Wynajmuję duży dwupiętrowy dom, w którym na stałe mieszkają trzy koty i często pojawiają się tymczasowi bywalcy w związku z moim kącikiem adopcyjnym, do zapoznania się z którym zapraszam tutaj. Aktualnie takim tymczasowych gości mam dwójkę i ponieważ też są problematyczni niebawem i o nich wspomnę.
Ostatnio coraz częściej zauważałam problemy z korzystaniem z kuwety przez moje stałe koty i postanowiłam się z tym zmierzyć wbrew opinii, że dobry szewc bez butów chodzi;)
Główną buntowniczką w tym temacie od dłuższego czasu jest moja Lola. Lola to sześcioletnia dama o cudownym ciepłym i serdecznym charakterze w stosunku do ludzi, nie zawsze miła dla kotów. Jest też bardzo płochliwa i nieśmiała.
Pierwszą podstawową zasadą przy szukaniu przyczyn niepokojącego nas zachowania jest sprawdzenie stanu zdrowia zwierzęcia. Nie możemy leczyć głowy gdy szwankuje reszta ciała. Lola jest niestety kotką chorującą. Boryka się od lat z problemami z dziąsłami, które często są nadwrażliwe, w skrajnych przypadkach krwawią. Niestety po wielu próbach leczenia postawiono diagnozę, że tak musi być i jedyną metodą jest podawanie kotu zastrzyków gdy choroba nawraca. Mam więc odpowiedni zapas w lodówce i często zaglądam jej w pysk. Gdy zapomnę i dziąsła przeszkadzają jej w życiu Lola błyskawicznie sygnalizuje problem załatwiając się poza kuwetą. Tak więc mamy pierwszy powód: zdrowie. Kiedyś myślałam też, że to wynik choroby pęcherza, którą notorycznie u niej diagnozowano. Dzisiaj wiem, że to wtórny problem o czym później.

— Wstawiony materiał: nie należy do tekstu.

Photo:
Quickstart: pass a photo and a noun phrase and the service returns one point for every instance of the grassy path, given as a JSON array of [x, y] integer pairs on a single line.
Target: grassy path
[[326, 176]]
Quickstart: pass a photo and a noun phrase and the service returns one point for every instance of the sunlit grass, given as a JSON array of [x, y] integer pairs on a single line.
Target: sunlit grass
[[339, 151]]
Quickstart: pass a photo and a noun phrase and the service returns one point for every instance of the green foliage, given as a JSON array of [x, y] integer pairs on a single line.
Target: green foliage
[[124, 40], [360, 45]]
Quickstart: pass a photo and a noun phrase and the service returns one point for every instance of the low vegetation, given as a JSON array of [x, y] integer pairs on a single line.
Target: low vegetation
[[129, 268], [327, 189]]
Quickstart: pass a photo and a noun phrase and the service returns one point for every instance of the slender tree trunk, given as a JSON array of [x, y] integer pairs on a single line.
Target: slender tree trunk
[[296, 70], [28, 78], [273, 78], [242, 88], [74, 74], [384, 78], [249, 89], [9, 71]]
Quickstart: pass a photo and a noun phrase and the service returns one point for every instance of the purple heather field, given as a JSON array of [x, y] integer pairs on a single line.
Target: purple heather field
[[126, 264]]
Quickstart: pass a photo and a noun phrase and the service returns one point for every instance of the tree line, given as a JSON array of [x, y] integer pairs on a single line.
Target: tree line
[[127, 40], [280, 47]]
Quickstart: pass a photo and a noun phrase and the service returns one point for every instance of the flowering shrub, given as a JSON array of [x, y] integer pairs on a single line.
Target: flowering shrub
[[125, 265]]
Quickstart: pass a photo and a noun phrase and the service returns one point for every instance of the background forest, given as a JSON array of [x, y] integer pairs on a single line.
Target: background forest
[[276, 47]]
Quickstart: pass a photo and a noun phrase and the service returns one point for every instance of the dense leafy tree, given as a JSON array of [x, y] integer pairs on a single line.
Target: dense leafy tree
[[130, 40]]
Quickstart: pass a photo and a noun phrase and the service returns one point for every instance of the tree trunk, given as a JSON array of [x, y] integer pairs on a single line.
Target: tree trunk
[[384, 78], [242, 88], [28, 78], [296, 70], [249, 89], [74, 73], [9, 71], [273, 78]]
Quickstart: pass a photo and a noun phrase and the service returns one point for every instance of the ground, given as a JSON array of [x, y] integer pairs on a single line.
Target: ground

Gdy mieszkałyśmy kiedyś tylko we dwie i czasami pojawiali się u nas chwilowi koci goście Lola nigdy nie brudziła poza przeznaczonym do tego miejscem. Była tak czystą kotką, że mogłam zostawić ją samą z zapasem jedzenia i kuwetą na weekend i wiedziałam, że nie spotkam żadnej niespodzianki po powrocie. Problemy zaczęły się po zmianie mieszkania i przyznam ze wstydem dopiero niedawno odkryłam ich powody.
Tak jak pisałam wynajęłam duży dom. Ja i moje dwa koty: Lola i Tofik (ten jest bez winy więc tym razem go trochę zignoruję mimo, że za nim szaleję;)) mieszkamy na parterze z wyjściem na ogród. Na drugie piętro wprowadziła się moja przyjaciółka z kotką Mają. Przyznaję, że takiego charakteru w życiu nie spotkałam. Poza tym koty nie mają żadnych barier w poruszaniu się po domu i zarówno moje chodzą po górnej części domu jak i Maja zagląda do nas. Ulubionym miejscem przebywania okazał się nasz wspólny salon na pierwszym piętrze.
Ponadto w mojej części domu jest Aza, o której już pisałam a u Majki od niedawna mieszka mały starszy psiak Korek, o którym może kiedyś wspomnę i którego Maja traktuje jak konkurencję (nie dziwię się;)).
Kuwety mamy w domu rozmieszczone po całej klatce schodowej w ilości zgodnej z zasadami: jedna więcej niż kot. Wydawałoby się, że wszystko jest książkowo i prawidłowo więc moment, w którym zauważyłam, że moja kotka regularnie załatwia się na fotel w salonie na pierwszym piętrze był dla mnie dużym zaskoczeniem.
Zaczęłam obserwować moje koty i analizować sytuację i o to wnioski:
Nieprawdą jest, że nasze koty się lubią. Przebywają w jednym pomieszczeniu bo jest najbliżej kuchni z jedzeniem, często z tego pomieszczenia wypuszczane są na dwór, często niestety zamykamy im inne pokoje nie pozostawiając wyboru. Gdyby się lubiły spałyby razem, lizały wzajemnie futro, cokolwiek... one zawsze śpią na różnych meblach w różnych końcach pokoju.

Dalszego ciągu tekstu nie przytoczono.